I typically use the New Revised Standard Version for these reflections but I found the Common English Version to be simply fascinating. Enjoy a fresh perspective on this well known poem.
In the beginning was the Word
Full disclosure - I'm a gospel of John fan. I read this translation and I'm almost giddy with delight.
10 The light was in the world,
and the world came into being through the light,
but the world didn’t recognize the light.
Translation note - This verse isn't typically translated this way. It's translated "He was in the world and the world came into being through him and the world didn't understand him." So, I looked it up and the verse translates like this, "It was in the system and through the system it came and the system didn't know it."
What I love about the gospel of John is that the writer(s) is synchronizing traditions throughout - weaving Greek cultural with Judaism. The writer is faced with a mixed marriage of sorts - Greek followers of Jesus worshiping alongside Jewish followers of Jesus. Their rich cultures are growing on one another and this writer provides the first quilt for us to wrap up with. When we get close enough to it, we see the stitches that hold odd pieces together and we see the strings that are coming undone.

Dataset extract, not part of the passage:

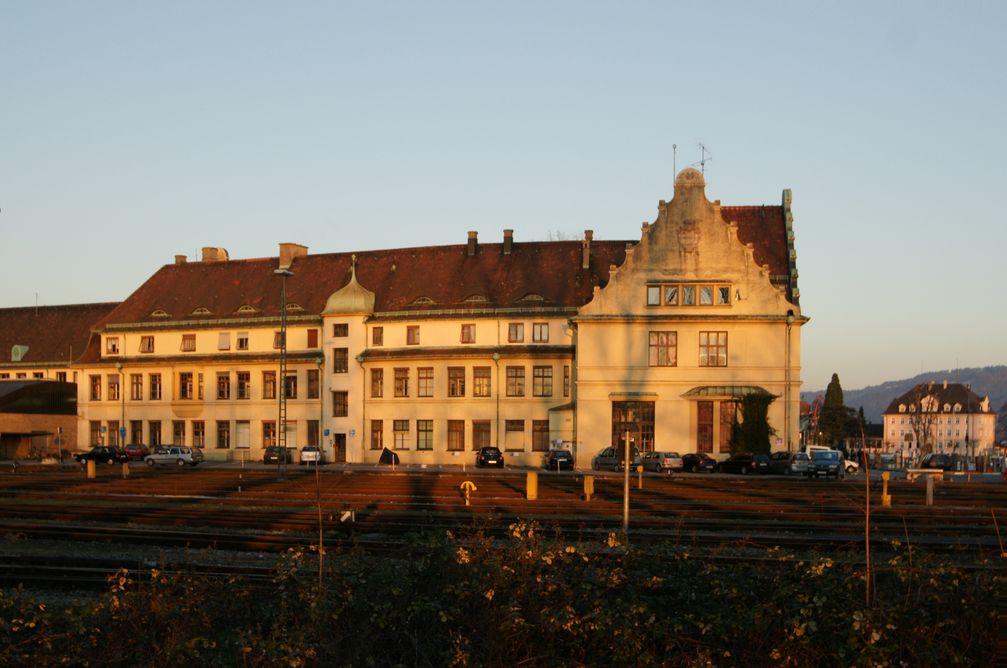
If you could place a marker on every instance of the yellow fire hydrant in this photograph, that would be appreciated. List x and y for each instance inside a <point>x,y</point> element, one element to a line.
<point>467,488</point>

For the Greek culture, this is the beginning of their creation myth: In the beginning there was only chaos. Then out of the void appeared Erebus, the unknowable place where death dwells, and Night. All else was empty, silent, endless, darkness. Then somehow Love was born bringing a start of order. From Love came Light and Day. Once there was Light and Day, Gaea, the earth appeared.
For the Jewish culture, this is the beginning to their creation myth: In the beginning when God created the heavens and the earth, the earth was a formless void and darkness covered the face of the deep, while a wind from God swept over the face of the waters. Then God said, ‘Let there be light’; and there was light. And God saw that the light was good; and God separated the light from the darkness. God called the light Day, and the darkness he called Night.
And the writer of John's gospel says: In the beginning was the word - the logos in Greek, the dabar in Hebrew, the creative force of the universe. And this creative force was with God, it was God, it was with God in the beginning.
What came into being through this creative force was light and that life was light to all people.
The light shines on all people. The world, the system, the cosmos came into being through this light and the light shines in the darkness and the darkness does not extinguish it.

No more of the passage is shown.